According to me its always good if you can buy a Apple Product at a "Real" shop rather than online 

Here is a Rs.14.8k ebay like- 
NEW APPLE IPOD TOUCH 32 GB WITH CAMERA 4TH GENERATION | eBay


----------



## aniket.cain (Aug 17, 2011)

I bought one IPod 4G 32GB from eBay for Rs. 13,750 in May. And it was a genuine product. You can always check the feedback rating for any seller to confirm that he is selling original items.


----------



## Terabyte (Aug 17, 2011)

@faun : Why are you buying iPod Touch 4G now when 5G "may" come out just about in a month or so?


----------



## Sarath (Aug 17, 2011)

Next gen ipod coming sept/oct? Are you sure you wanna buy now. I know they are not improving the music part much but then who knows what they will do


----------



## Anorion (Aug 17, 2011)

yeah the only real "option" for an ipod touch is a next gen ipod touch. I wish the 4th gens came in 8GB versions tho.


----------



## aniket.cain (Aug 17, 2011)

Anorion said:


> yeah the only real "option" for an ipod touch is a next gen ipod touch. I wish the 4th gens came in 8GB versions tho.

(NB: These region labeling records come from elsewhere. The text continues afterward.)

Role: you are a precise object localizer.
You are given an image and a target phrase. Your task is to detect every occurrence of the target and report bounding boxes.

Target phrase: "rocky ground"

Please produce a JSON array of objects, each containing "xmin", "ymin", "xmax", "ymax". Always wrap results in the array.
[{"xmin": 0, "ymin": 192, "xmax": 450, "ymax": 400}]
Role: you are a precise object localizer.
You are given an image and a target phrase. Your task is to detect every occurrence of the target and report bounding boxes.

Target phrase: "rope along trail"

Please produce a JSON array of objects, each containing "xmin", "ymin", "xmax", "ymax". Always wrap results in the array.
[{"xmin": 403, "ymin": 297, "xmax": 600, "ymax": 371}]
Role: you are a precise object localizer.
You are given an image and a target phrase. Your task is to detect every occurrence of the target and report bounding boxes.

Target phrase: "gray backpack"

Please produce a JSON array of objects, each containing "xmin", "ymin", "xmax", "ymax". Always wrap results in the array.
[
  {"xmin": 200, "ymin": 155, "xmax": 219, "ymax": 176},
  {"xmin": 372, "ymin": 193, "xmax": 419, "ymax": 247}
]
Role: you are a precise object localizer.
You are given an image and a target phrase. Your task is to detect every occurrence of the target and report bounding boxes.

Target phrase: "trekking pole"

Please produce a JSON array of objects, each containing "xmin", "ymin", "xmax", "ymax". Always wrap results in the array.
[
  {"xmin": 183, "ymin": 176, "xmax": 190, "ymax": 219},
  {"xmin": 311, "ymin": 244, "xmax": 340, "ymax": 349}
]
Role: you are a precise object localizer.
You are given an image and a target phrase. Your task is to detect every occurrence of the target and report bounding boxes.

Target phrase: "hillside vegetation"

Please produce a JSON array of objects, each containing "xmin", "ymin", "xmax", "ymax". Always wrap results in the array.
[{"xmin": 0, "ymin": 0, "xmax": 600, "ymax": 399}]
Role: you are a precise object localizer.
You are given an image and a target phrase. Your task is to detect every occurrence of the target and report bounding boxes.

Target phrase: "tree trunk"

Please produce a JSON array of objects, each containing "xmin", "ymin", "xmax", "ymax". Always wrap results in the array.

4G is available in 8GB version also. But not worth the money IMO.


----------



## Faun (Aug 17, 2011)

Terabyte said:


> @faun : Why are you buying iPod Touch 4G now when 5G "may" come out just about in a month or so?



Will it be priced @16k ?

I am looking for a PMP with good storage.

How is iPod classic 160GB ?


----------



## Terabyte (Aug 17, 2011)

Faun said:
			
		

> Will it be priced @16k ?


It will be priced mostly 20k(32GB), the same price at which the current iPod Touch 4G costs in official Apple stores.


			
				Faun said:
			
		

> How is iPod classic 160GB ?


With iPod classic you won't get access to the huge iOS App store.
As aniket said if you are more in music then you can have a look at Cowon alternatives.


----------



## Faun (Aug 17, 2011)

^^Guess I better wait then. Not liking anything from Cowon.


----------



## aniket.cain (Aug 17, 2011)

Faun said:


> ^^Guess I better wait then. Not liking anything from Cowon.

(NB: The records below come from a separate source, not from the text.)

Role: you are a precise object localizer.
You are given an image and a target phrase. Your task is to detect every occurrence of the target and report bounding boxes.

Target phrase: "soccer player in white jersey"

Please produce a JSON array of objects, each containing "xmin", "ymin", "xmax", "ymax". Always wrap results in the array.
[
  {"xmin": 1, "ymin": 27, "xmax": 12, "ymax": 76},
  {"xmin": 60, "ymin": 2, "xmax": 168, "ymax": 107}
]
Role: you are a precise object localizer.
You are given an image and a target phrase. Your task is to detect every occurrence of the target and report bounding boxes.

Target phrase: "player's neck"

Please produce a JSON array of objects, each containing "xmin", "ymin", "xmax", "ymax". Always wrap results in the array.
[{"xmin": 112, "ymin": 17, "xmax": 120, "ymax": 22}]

Well, you should read any audiophile forum, and read the reviews of any Cowon player. Anybody looking for the best audio experience in the consumer range is always suggested Cowon PMPs. The Cowon J3 has a cult following, and is regarded as one of the best audio player out there.


----------



## Krow (Aug 22, 2011)

Cowon is yet to release a true successor to the J3. I am waiting for that. 

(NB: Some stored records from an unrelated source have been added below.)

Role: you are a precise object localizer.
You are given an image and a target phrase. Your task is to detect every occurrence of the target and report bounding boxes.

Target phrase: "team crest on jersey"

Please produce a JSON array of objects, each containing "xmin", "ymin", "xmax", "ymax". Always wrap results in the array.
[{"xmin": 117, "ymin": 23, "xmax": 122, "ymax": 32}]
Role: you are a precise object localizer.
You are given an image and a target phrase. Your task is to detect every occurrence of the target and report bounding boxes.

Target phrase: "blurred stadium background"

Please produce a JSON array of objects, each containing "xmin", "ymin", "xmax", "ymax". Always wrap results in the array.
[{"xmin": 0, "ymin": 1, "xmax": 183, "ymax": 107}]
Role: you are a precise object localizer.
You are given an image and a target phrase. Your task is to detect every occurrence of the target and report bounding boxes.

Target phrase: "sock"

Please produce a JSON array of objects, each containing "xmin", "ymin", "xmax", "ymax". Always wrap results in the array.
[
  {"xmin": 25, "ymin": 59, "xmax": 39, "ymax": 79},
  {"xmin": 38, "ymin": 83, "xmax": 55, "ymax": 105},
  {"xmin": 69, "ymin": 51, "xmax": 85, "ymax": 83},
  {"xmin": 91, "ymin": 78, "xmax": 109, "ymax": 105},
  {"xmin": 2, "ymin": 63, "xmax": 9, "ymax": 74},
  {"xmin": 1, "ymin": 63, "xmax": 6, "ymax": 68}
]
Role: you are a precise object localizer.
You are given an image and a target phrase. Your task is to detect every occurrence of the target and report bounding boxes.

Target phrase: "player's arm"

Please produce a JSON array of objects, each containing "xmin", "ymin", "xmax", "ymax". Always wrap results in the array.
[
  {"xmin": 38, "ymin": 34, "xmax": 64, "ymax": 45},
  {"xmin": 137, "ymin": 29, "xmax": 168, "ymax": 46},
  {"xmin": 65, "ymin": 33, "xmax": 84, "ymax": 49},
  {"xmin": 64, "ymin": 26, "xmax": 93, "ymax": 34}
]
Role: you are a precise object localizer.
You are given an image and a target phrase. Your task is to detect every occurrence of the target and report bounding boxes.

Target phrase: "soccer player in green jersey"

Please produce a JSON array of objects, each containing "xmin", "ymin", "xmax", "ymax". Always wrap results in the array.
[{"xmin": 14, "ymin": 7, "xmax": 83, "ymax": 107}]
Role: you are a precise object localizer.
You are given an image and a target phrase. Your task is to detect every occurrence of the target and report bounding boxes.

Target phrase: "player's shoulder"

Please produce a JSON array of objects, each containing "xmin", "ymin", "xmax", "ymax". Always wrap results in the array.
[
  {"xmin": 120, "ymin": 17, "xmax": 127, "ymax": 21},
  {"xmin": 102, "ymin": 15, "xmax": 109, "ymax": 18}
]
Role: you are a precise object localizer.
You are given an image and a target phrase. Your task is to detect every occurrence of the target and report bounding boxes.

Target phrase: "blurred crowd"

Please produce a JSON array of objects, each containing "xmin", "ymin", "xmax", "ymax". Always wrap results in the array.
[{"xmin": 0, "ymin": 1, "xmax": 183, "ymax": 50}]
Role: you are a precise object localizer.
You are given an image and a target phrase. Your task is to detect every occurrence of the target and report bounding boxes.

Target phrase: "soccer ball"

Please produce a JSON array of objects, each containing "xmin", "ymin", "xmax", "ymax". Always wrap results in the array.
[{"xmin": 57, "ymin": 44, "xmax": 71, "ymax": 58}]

@ Faun, do you really want access to the app store and to play games, use apps on the iPod? If you think you can do without that, a lot of people on head-fi.org have said that the latest iPod Classic has pretty good SQ.

Also why aren't you liking anything from Cowon? I mean I didn't get that. Looks wise? Or did you audition a Cowon and did not like it?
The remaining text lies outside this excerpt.